Ernesto Moreau [Video by GlobalPost]

Gabriel Ferrini and Beatriz Varela

Gabriel Ferrini, survivor of abuse by Fr. Rubén Pardo

Gabriel's mother, Beatriz Varela

First plaintiffs to win a civil judgment against
the Argentine church for mismanaging
an abusive priest


In 2002, Father Rubén Pardo sexually assaulted 15-year-old Gabriel Ferrini at the priest’s residence in Berazategui, in the diocese of Quilmes. The boy’s mother, Beatriz Varela, immediately met with Quilmes bishop Luis Stöckler and begged him to report Pardo to law enforcement and expel him from ministry. A few days later, Stöckler told the mother that Pardo had admitted to the assault but advised her to have mercy because celibates have "moments of weakness."

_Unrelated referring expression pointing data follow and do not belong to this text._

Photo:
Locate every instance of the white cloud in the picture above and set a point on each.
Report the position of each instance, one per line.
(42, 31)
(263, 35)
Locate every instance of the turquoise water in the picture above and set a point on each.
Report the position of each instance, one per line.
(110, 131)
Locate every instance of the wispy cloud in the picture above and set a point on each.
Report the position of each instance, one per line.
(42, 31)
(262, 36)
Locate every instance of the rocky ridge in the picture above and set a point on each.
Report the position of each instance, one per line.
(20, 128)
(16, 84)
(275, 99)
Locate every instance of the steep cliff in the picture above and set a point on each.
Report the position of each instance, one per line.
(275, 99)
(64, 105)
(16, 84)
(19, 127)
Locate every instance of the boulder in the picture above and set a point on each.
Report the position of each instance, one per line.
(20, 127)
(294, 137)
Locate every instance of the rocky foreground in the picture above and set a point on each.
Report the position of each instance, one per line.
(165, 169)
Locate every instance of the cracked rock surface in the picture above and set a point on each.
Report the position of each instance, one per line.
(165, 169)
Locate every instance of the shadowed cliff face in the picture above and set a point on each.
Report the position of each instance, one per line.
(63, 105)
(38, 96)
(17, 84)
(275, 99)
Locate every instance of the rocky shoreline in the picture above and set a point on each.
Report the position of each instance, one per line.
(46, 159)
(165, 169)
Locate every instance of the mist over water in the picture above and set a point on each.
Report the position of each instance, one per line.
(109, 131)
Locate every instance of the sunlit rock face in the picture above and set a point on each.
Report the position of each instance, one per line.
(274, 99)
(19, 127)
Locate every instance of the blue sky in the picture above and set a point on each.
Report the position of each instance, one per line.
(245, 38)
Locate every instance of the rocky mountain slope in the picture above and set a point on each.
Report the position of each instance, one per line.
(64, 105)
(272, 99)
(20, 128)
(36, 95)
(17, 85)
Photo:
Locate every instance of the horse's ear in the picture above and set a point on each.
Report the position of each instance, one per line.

Stöckler gave Pardo a canonical reprimand, urging him to leave the diocese and refrain from saying Mass and heading confessions for one month. The bishop did not order Pardo to stay away from minors, remove him permanently from ministry, or report him to civil authorities.

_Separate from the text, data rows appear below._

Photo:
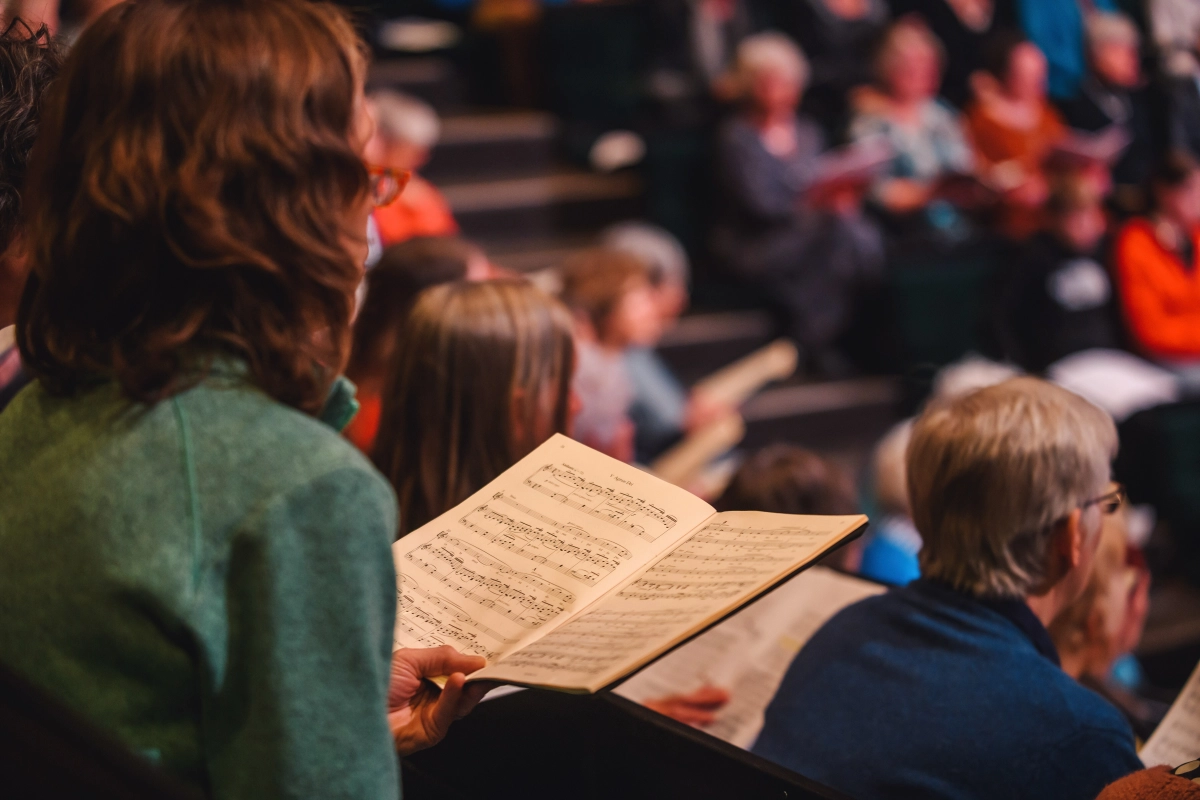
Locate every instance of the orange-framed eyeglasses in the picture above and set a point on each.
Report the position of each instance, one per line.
(387, 184)
(1111, 501)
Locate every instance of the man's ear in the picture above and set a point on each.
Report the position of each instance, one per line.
(1066, 549)
(1073, 540)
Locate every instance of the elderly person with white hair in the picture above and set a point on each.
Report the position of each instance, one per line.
(951, 687)
(925, 134)
(663, 409)
(805, 258)
(1114, 94)
(406, 131)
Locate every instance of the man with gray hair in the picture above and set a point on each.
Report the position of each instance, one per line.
(406, 132)
(951, 687)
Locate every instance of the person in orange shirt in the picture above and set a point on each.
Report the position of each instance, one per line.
(1158, 271)
(1014, 126)
(402, 274)
(406, 131)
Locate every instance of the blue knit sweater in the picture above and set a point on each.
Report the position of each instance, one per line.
(927, 692)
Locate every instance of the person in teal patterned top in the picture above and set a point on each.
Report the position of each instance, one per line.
(189, 557)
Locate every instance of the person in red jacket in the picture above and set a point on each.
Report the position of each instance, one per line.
(1158, 274)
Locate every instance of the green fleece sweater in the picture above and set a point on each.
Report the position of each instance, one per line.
(209, 578)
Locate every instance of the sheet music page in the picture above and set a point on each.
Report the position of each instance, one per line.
(749, 653)
(720, 566)
(546, 539)
(1176, 740)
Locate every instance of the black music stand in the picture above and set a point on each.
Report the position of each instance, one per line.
(547, 745)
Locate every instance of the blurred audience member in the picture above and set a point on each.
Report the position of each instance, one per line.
(1157, 262)
(807, 259)
(1008, 487)
(925, 134)
(839, 37)
(693, 68)
(616, 308)
(785, 479)
(1014, 128)
(778, 479)
(963, 26)
(1057, 28)
(663, 410)
(1057, 298)
(1183, 98)
(892, 542)
(1113, 95)
(34, 13)
(406, 131)
(29, 61)
(1175, 26)
(401, 275)
(1157, 783)
(480, 377)
(1105, 623)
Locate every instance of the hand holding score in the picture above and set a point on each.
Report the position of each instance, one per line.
(418, 714)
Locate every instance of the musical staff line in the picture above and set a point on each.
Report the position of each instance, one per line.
(565, 485)
(564, 548)
(523, 597)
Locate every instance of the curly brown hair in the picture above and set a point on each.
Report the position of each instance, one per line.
(189, 198)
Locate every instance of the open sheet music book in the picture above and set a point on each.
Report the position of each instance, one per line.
(749, 653)
(1176, 740)
(573, 570)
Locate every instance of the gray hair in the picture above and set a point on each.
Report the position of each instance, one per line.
(991, 473)
(661, 252)
(1111, 28)
(771, 52)
(402, 118)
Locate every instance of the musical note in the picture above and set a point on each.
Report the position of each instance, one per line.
(597, 642)
(683, 590)
(564, 548)
(523, 597)
(432, 620)
(567, 485)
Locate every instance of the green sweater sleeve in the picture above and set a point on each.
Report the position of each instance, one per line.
(297, 702)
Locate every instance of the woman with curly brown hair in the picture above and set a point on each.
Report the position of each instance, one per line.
(189, 557)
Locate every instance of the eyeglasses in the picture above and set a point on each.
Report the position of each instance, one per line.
(387, 184)
(1109, 503)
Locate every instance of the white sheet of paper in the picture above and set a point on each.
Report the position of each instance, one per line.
(1177, 738)
(749, 653)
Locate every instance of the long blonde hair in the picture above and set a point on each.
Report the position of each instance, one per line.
(478, 370)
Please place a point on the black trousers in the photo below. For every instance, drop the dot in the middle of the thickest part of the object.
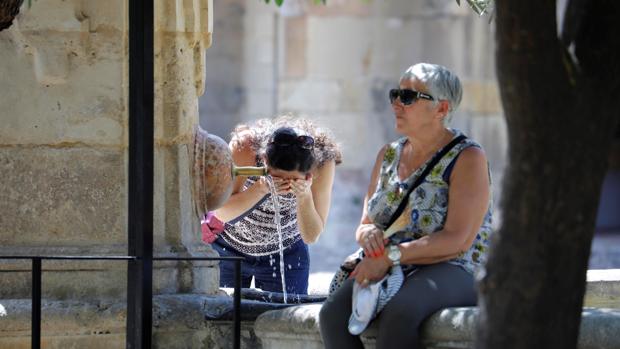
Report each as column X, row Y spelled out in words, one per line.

Soon after reporting Pardo to Bishop Stöckler, Varela and her son learned that Pardo carried the AIDS virus. Varela decided to file a complaint with the ecclesiastical tribunal in Buenos Aires, where she was rebuked by a monsignor, the tribunal’s president, who told her that this was a matter for her own bishop. Varela then went next door, to the Curia Metropolitana, and asked to meet with Cardinal Bergoglio. When the priest on duty insisted on knowing the reason for her visit, Varela said it was personal. She asked if she could relay her request in a private note to Bergoglio. The priest refused, and told her to leave. Varela told the Global Post that she was “belittled by Bergoglio’s staff and ultimately forcibly removed by security."

Ferrini and Varela filed a criminal complaint in February 2003, but prosecutors could not find Pardo. In September 2003, he was discovered living in the Flores neighborhood of the city of Buenos Aires, at Condarco 581, a vicarage owned by the archdiocese of Buenos Aires, then still headed by Bergoglio. Pardo reportedly was hearing children’s confessions and teaching at a primary school in the Flores neighborhood.

In 2005, Pardo died of AIDS, ending the criminal case against him. In 2012, a Quilmes court ruled that the Quilmes diocese had been culpably negligent in managing Pardo. The diocese appealed, arguing : 1) that Pardo was an employee not of the diocese but of an autonomous parish; and 2) that Varela was partly responsible because she had allowed her son to spend the night at the priest’s residence. In 2013, the Quilmes appeals court rejected both arguments and upheld the ruling of the first court. The diocese was ordered to pay the plaintiffs compensatory damages of 155,000 pesos plus ten years’ interest. It is the first civil judgment against an Argentine diocese for mismanaging a sexual predator.